B E B O [1]

comte (en Thurgau/Zürichgau), mentionné en 741/747

Le signum Bebonis comitis figure après celui de la donatrice au bas de la charte du 19 novembre regnante Carlomanno duce [2] et Pebone comite [3], établie à Benken [4], par laquelle Beata donne au monastère situé sur l'île de Lützelau [5] divers biens et homines [6]. Lorsque Beata vend ces biens et d'autres situés in pago Durgaugense [7], in sito, qui dicitur Zurihgauua [8] au monastère de Saint-Gall, la charte datée du 09 novembre anno III regnante Hiltrihho rege sub Carlomanno maioredomo et Bebone comite établie aussi à Benken [9] porte de nouveau le signum Bebone comite [10].
Dans une liste de Nomina defunctorum qui presens coenobium sua largitate fundauerunt inscrite dans le Liber confraternitatum du monastère de Reichenau [11] avant novembre 824 [12] figure toute une série de noms de comtes, dont Erich [13], Bertrich [14], Pepo  et Petto [15].
Le 22 novembre d'une année indéterminée [16], Petto donne au monastère de Saint-Gall des terres et des serfs à Clata [17]; témoins de l'acte sont ses trois frères, le comte Airicus, le comte Bertericus ainsi que Pepo [18].

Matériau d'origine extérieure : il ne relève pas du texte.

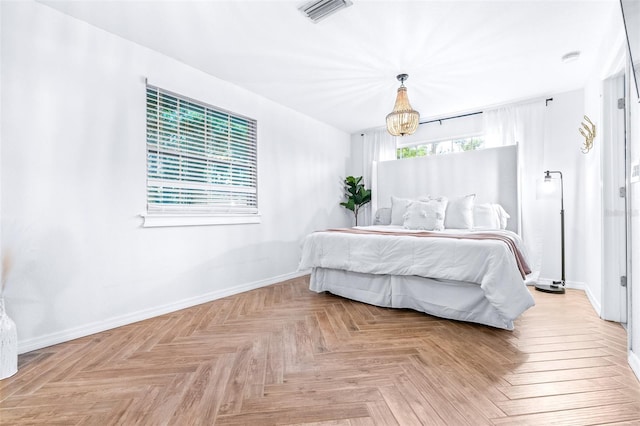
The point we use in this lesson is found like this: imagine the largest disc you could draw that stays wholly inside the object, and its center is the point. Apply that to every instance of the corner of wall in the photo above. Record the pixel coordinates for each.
(634, 363)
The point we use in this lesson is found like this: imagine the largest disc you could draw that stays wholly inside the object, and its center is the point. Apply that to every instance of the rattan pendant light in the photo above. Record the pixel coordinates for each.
(403, 120)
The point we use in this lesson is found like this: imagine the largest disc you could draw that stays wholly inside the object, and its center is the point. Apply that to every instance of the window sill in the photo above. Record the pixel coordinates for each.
(156, 220)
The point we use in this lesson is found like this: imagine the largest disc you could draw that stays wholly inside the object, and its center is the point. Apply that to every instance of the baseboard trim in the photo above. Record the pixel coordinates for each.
(108, 324)
(577, 285)
(634, 363)
(594, 301)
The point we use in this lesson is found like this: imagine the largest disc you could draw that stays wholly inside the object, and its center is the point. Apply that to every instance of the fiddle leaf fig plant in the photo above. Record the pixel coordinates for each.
(357, 195)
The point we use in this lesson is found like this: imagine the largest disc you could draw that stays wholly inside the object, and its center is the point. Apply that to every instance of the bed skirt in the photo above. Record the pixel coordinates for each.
(446, 299)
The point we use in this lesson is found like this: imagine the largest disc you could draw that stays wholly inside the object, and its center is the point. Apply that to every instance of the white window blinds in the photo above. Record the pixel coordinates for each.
(199, 159)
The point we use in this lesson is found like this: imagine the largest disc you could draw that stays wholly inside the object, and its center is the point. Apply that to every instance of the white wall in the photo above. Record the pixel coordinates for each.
(73, 177)
(634, 194)
(562, 152)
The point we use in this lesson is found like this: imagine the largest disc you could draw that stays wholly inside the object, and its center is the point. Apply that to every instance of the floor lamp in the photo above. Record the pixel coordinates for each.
(556, 287)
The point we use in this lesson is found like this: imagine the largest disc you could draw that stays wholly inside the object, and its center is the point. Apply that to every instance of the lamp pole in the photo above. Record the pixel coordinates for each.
(556, 286)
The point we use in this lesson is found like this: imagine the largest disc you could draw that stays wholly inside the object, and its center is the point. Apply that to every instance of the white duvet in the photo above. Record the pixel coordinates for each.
(488, 263)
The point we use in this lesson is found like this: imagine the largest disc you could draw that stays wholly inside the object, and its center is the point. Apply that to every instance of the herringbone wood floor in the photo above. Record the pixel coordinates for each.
(285, 355)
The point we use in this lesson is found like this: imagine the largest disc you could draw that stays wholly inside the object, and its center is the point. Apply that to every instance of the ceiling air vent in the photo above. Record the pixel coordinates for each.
(320, 9)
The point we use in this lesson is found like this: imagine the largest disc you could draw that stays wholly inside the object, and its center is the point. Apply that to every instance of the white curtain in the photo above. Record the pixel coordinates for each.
(523, 125)
(377, 145)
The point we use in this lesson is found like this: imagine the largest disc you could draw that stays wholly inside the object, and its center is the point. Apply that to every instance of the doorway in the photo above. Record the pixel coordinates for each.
(614, 268)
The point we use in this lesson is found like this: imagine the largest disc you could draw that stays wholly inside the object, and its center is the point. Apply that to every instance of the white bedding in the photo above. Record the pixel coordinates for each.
(486, 263)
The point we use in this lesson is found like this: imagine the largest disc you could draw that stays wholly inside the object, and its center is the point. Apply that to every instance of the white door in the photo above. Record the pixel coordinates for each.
(614, 293)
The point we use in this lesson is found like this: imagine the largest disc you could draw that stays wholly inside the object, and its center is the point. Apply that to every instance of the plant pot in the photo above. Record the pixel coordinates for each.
(8, 344)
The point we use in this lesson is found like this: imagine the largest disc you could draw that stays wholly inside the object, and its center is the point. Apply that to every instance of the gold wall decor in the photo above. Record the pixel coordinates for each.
(589, 133)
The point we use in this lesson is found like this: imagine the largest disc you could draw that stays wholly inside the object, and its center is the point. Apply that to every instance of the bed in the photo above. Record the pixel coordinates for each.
(443, 266)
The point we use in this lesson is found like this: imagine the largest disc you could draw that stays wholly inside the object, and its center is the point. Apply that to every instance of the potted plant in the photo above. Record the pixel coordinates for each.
(357, 195)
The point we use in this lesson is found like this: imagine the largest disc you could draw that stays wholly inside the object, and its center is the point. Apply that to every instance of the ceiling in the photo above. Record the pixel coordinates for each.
(461, 56)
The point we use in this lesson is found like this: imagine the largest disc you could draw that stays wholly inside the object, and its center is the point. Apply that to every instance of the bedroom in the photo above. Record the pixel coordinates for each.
(73, 181)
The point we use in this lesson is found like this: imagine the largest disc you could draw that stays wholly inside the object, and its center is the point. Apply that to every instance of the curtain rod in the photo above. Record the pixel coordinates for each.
(450, 118)
(440, 120)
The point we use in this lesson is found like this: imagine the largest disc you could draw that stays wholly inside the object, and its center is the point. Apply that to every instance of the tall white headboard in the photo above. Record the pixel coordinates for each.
(491, 174)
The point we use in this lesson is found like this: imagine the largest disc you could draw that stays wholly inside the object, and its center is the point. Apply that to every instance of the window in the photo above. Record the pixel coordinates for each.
(441, 147)
(200, 160)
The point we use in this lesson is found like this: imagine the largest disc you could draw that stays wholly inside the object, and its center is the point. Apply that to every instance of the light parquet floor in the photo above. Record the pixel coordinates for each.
(285, 355)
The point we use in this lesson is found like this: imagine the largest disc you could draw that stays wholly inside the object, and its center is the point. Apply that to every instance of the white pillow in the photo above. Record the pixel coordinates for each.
(459, 214)
(489, 216)
(383, 216)
(398, 209)
(425, 215)
(485, 216)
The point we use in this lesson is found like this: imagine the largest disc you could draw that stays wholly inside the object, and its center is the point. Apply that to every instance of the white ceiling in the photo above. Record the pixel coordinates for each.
(460, 55)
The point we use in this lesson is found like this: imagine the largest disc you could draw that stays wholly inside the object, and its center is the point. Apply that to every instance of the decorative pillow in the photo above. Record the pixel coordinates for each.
(398, 209)
(485, 216)
(383, 216)
(425, 215)
(459, 214)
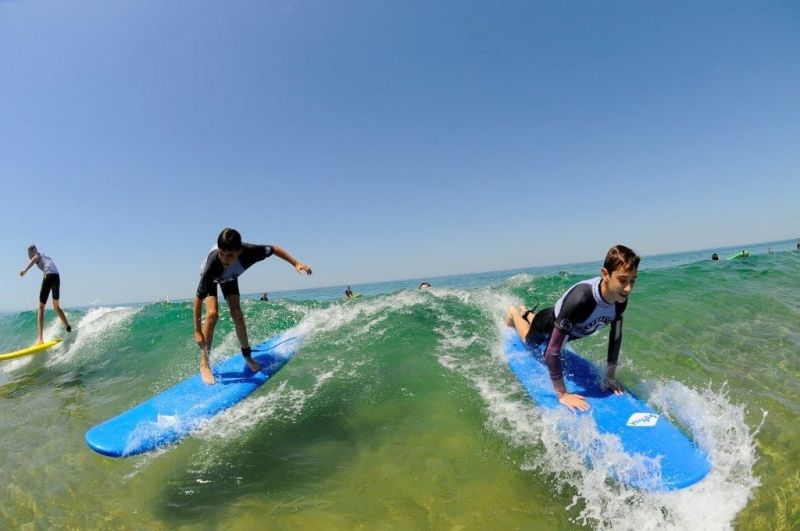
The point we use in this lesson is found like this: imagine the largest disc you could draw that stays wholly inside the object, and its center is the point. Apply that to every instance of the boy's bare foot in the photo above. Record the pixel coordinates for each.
(252, 364)
(207, 375)
(509, 318)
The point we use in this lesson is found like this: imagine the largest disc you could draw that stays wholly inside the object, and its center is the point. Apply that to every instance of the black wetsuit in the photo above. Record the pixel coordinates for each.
(51, 281)
(580, 312)
(214, 272)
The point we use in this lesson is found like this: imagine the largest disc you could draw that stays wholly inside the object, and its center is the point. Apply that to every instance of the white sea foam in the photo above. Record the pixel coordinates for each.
(92, 331)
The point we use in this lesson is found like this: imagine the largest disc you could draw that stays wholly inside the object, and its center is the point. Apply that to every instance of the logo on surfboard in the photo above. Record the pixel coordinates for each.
(642, 420)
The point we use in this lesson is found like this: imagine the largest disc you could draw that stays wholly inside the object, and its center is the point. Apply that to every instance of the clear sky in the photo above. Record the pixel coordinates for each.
(386, 140)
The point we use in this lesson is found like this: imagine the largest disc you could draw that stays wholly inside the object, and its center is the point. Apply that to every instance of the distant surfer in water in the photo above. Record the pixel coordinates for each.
(51, 282)
(229, 259)
(581, 311)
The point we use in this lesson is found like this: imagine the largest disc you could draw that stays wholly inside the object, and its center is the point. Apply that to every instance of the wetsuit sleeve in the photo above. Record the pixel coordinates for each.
(614, 341)
(552, 356)
(211, 270)
(578, 305)
(254, 253)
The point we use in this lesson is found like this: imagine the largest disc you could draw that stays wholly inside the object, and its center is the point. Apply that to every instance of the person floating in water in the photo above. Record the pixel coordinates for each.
(51, 282)
(223, 265)
(581, 311)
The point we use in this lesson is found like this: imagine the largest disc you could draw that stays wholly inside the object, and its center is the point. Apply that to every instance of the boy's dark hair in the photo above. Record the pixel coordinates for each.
(229, 240)
(621, 257)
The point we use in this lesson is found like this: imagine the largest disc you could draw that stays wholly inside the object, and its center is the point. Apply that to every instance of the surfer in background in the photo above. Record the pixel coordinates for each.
(581, 311)
(229, 259)
(50, 282)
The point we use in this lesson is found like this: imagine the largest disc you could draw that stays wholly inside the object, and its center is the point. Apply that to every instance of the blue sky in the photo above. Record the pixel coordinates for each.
(386, 140)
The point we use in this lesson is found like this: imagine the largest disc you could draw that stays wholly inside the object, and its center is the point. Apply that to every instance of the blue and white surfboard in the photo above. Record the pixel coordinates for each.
(171, 415)
(664, 458)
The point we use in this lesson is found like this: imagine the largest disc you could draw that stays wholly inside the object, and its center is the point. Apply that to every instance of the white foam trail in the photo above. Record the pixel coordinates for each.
(52, 329)
(284, 402)
(91, 332)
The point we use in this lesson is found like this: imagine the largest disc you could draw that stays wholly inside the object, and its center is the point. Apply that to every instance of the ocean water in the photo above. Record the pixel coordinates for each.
(399, 412)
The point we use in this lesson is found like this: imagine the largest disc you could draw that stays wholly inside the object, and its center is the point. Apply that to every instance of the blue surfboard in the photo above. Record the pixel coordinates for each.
(662, 457)
(171, 415)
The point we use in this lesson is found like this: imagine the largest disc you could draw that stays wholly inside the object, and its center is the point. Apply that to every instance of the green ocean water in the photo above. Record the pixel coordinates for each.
(399, 412)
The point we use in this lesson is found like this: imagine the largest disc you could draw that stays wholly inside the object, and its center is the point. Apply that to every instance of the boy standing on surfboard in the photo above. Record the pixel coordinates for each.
(50, 282)
(229, 259)
(581, 311)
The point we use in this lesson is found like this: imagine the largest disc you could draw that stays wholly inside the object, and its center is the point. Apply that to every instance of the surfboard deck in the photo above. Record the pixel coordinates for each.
(34, 349)
(171, 415)
(664, 458)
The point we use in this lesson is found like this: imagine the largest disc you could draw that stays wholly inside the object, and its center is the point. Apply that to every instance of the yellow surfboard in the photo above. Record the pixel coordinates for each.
(30, 350)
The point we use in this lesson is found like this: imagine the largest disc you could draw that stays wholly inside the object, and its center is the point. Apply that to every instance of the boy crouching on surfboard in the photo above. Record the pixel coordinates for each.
(581, 311)
(229, 259)
(51, 282)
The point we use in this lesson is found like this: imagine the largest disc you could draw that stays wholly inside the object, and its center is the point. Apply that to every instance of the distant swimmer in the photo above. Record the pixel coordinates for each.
(51, 282)
(581, 311)
(223, 265)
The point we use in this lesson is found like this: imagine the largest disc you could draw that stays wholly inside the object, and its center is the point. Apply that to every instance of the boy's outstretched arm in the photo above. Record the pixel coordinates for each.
(299, 266)
(614, 344)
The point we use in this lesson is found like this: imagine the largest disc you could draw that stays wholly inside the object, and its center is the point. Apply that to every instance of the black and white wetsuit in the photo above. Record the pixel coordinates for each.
(581, 311)
(213, 272)
(51, 282)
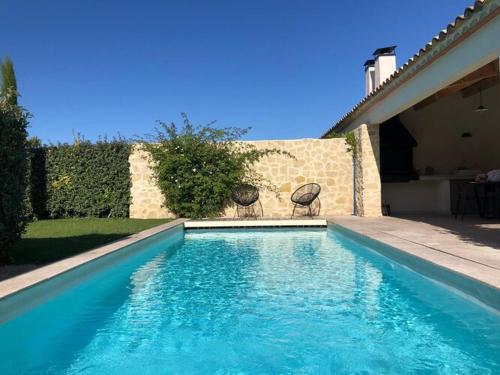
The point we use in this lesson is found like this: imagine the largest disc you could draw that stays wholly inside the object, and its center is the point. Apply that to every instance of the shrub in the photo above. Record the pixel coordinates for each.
(198, 167)
(36, 190)
(13, 124)
(86, 179)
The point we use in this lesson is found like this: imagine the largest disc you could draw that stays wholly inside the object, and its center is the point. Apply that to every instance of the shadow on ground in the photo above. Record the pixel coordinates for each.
(473, 230)
(31, 253)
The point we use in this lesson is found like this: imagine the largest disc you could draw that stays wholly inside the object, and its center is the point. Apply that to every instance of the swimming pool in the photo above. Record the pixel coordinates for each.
(249, 301)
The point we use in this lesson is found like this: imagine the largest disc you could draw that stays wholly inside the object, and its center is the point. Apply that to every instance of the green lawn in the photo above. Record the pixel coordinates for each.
(50, 240)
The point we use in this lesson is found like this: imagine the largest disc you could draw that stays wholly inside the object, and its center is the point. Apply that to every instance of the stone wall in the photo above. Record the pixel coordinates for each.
(324, 161)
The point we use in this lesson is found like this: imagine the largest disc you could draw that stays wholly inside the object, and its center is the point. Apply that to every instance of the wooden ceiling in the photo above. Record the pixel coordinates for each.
(481, 79)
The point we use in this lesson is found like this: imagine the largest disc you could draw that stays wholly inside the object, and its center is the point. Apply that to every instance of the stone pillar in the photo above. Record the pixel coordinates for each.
(367, 169)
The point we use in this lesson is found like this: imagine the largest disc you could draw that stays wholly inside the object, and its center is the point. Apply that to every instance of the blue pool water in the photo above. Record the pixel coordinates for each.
(261, 301)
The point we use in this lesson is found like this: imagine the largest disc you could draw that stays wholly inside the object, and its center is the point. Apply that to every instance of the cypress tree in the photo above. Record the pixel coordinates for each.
(9, 83)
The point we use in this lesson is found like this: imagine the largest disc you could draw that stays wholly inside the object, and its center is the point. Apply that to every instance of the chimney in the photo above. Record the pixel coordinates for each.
(369, 76)
(385, 64)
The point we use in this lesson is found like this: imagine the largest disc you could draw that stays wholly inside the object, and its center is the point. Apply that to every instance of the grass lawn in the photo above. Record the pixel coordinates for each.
(50, 240)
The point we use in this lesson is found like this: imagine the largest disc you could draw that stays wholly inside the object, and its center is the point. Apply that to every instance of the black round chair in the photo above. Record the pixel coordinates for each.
(245, 197)
(305, 195)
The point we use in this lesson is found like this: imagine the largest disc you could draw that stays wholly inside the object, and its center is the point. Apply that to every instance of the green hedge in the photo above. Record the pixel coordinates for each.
(83, 179)
(13, 159)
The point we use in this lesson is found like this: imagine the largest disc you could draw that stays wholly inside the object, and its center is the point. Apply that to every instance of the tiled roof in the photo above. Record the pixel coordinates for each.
(438, 39)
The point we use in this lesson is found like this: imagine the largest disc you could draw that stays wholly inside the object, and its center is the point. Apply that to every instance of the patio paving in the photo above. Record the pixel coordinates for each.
(470, 247)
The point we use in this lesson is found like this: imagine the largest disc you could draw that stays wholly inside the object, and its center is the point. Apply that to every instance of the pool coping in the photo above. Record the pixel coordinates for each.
(29, 279)
(260, 223)
(473, 279)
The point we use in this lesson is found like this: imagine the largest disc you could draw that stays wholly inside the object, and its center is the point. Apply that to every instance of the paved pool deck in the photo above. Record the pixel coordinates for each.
(15, 284)
(470, 247)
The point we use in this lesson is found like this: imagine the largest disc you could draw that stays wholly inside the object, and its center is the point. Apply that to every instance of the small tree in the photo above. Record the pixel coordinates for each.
(198, 167)
(9, 83)
(13, 161)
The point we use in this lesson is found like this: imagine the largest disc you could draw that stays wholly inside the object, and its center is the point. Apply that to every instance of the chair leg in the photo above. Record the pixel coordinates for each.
(457, 207)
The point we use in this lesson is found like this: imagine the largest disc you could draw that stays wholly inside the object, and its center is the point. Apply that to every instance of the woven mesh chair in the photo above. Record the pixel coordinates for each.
(304, 196)
(246, 198)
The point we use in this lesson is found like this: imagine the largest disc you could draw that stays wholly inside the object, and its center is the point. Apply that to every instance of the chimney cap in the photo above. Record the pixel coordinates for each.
(369, 63)
(384, 51)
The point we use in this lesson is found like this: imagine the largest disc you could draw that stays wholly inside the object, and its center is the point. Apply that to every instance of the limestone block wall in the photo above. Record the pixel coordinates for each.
(324, 161)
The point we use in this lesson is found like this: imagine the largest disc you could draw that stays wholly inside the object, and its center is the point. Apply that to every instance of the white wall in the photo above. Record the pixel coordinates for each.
(438, 128)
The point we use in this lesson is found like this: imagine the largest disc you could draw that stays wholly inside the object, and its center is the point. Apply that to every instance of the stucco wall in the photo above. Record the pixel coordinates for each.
(325, 161)
(438, 127)
(368, 185)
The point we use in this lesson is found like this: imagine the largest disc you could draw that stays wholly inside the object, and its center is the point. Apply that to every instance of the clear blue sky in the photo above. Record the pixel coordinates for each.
(287, 68)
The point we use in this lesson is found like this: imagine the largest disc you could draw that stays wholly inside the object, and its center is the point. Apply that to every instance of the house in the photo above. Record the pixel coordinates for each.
(435, 121)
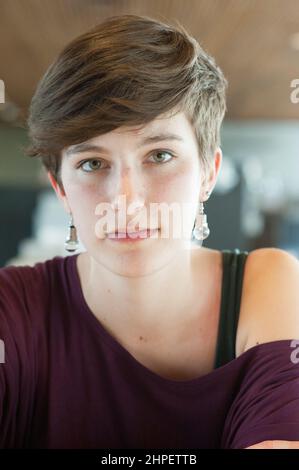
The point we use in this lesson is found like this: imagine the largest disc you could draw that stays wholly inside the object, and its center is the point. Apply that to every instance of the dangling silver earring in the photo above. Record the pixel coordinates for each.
(71, 242)
(201, 229)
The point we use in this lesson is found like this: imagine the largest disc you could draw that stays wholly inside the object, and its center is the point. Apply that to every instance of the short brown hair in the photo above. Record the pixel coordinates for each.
(126, 70)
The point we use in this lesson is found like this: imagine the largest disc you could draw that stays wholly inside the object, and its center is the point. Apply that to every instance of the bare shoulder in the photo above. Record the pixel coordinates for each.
(270, 297)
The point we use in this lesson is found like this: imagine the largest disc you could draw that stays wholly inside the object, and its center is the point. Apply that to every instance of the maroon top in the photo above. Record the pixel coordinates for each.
(67, 383)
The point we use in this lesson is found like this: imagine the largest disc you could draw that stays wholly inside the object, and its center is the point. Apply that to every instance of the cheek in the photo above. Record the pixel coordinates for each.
(183, 185)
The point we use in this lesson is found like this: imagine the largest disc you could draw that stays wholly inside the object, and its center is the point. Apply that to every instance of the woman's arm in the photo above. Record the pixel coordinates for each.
(274, 310)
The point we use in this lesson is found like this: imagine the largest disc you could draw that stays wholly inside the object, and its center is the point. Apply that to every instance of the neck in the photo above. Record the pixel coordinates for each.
(151, 303)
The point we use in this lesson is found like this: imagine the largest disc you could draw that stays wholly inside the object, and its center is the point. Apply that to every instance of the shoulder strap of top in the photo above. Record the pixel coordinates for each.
(233, 262)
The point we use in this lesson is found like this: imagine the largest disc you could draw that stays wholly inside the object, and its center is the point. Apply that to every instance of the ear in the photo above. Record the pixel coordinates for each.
(211, 177)
(59, 192)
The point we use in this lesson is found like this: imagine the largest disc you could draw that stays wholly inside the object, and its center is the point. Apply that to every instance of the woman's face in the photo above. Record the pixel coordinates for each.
(130, 165)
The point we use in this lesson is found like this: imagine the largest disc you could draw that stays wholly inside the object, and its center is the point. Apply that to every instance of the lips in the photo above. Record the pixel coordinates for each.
(126, 232)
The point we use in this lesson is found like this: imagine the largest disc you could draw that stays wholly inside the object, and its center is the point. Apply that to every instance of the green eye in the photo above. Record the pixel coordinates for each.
(161, 152)
(90, 165)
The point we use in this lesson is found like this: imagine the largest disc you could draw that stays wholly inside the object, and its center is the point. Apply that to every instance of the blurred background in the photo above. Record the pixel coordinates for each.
(255, 202)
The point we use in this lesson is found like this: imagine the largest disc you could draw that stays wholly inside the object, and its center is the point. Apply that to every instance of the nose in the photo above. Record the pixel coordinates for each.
(128, 185)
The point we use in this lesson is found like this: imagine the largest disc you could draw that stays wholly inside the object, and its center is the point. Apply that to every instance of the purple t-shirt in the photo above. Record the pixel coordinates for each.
(67, 383)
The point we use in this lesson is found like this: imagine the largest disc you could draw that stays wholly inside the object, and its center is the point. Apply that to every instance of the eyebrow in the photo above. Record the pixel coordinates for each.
(88, 147)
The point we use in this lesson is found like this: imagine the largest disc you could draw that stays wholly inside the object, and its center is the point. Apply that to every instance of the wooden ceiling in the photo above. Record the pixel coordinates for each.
(255, 42)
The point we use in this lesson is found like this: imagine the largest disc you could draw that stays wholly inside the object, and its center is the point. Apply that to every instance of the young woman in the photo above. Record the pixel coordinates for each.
(146, 339)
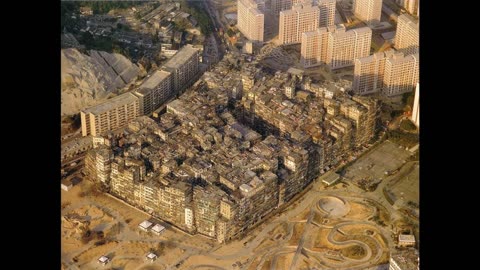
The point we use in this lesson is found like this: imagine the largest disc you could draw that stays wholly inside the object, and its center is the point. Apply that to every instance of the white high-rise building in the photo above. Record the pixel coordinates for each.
(401, 74)
(416, 107)
(407, 36)
(251, 19)
(368, 72)
(390, 72)
(335, 46)
(300, 19)
(327, 12)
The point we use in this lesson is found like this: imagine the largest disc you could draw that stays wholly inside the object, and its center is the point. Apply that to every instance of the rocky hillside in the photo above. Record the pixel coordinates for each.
(90, 79)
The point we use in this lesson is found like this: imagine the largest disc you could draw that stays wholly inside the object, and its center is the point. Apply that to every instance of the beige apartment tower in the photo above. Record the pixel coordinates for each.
(251, 19)
(368, 72)
(335, 46)
(401, 74)
(392, 73)
(112, 114)
(368, 11)
(300, 19)
(407, 38)
(184, 67)
(154, 91)
(327, 12)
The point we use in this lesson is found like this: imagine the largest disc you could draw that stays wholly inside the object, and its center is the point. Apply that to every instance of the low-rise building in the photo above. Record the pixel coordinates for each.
(406, 240)
(145, 225)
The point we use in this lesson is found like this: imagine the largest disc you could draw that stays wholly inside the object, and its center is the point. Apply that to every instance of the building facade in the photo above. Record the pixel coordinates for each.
(300, 19)
(389, 72)
(335, 46)
(112, 114)
(416, 107)
(251, 19)
(368, 73)
(184, 67)
(407, 36)
(327, 12)
(368, 11)
(401, 74)
(154, 91)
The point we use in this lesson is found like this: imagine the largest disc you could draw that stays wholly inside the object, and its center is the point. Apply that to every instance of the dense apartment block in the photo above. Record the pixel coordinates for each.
(407, 36)
(184, 67)
(294, 22)
(251, 19)
(98, 164)
(389, 72)
(401, 74)
(154, 91)
(412, 6)
(368, 11)
(327, 12)
(112, 114)
(416, 107)
(335, 46)
(211, 169)
(177, 74)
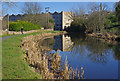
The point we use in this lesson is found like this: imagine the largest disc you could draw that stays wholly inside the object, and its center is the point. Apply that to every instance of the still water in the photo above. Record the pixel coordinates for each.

[1] Variantes: Pebo, Pepo.
[2] Wartmann, Urkundenbuch, n° 7 p. 7-8. Cet acte est à placer sans aucun doute avant le suivant; Wartmann se décide pour 741, alors que Borgolte, Chronologische Studien, p. 140-143, préfère ne pas se prononcer et indique la fourchette 741/745 (ainsi que dans: Kommentar, p. 332).  
[3] Cette Grafenformel (cf. Borgolte, Geschichte, p. 40-71) dans la datation permet de supposer que Pebo exerçait la fonction comtale dans la région concernée par l'acte (Borgolte, Die Grafen, p. 191; voir infra n. 7-9).
[4] Babinchoua monasterio: Suisse, cant. St. Gallen, Bezirk Gaster.
[5] Ile du lac de Zürich supérieur.
[6] Cf. Schnyder, Die Gründung, p. 154-157.
[7] Thurgau, cf. Borgolte, Geschichte, p. 101 sqq.
[8] Zürichgau, cf. Borgolte, Geschichte, p. 78-81.
[9] Original. ChLA II n° 159 p. 101; Wartmann, Urkundenbuch, n° 10 p. 11-12. Copie: ChLA I n° 42 p. 42. La datation correspond normalement à l'année 744, mais Borgolte, Chronologische Studien, p. 140-143, la date de 743/746 (ainsi que le même dans Kommentar, p. 332-333), le terminus ante quem, mort d'Arnefridus, datée traditionnellement de 746, étant à pourvoir d'un point d'interrogation. Le maire du palais Carloman abdique en 747.
[10] La présence de Bebo parmi les témoins de ces deux actes pourrait laisser supposer un lien avec la famille de Beata (cf. Maurer, das Bistum, p. 42; Borgolte, Die Grafen, p. 192).
[11] MGH Libri memoriales et Necrologia, NS I, pag. CXV = MGH Piper p. 294 c. 465.
[12] MGH Libri memoriales et Necrologia, NS I, p. LXV-LXVIII; Rappmann/Zettler, Mönchsgemeinschaft, p. 42.
[13] Cf. Borgolte, Die Grafen, p. 113.
[14] Cf. Borgolte, Die Grafen, p. 83.
[15] Leur place dans la liste permet de les situer chronologiquement vers les années 30-40 du VIIIe siècle; en effet, ils sont inscrits après les noms de la famille ducale alamanne (cf. Jarnut, Untersuchungen, p. 7 sqq.). Pour Petto, cf. Borgolte, Die Grafen, p. 193-194.
[16] Original. ChLA II n° 161 p. 105; Wartmann, Urkundenbuch, n° 6 p. 6-7. L'année n'est pas indiquée, mais la date du jour, un jeudi 22 novembre, ne correspond qu'aux années 731, 736, 742, etc. (cf. Borgolte, Kommentar, p. 332 n. 6).
[17] Différentes propositions ont été faites (cf. Borgolte, Kommentar, p. 332 n. 6).
[18] Sans aucun doute les mêmes personnages que ceux inscrits dans le Liber confraternitatum. Le fait que Pepo n'y porte pas de titre peut laisser supposer qu'à cette époque il n'exerçait pas encore la fonction comtale, hypothèse qui permettrait de cerner un peu mieux la date de la charte (cf. Borgolte, Die Grafen, p. 191-192).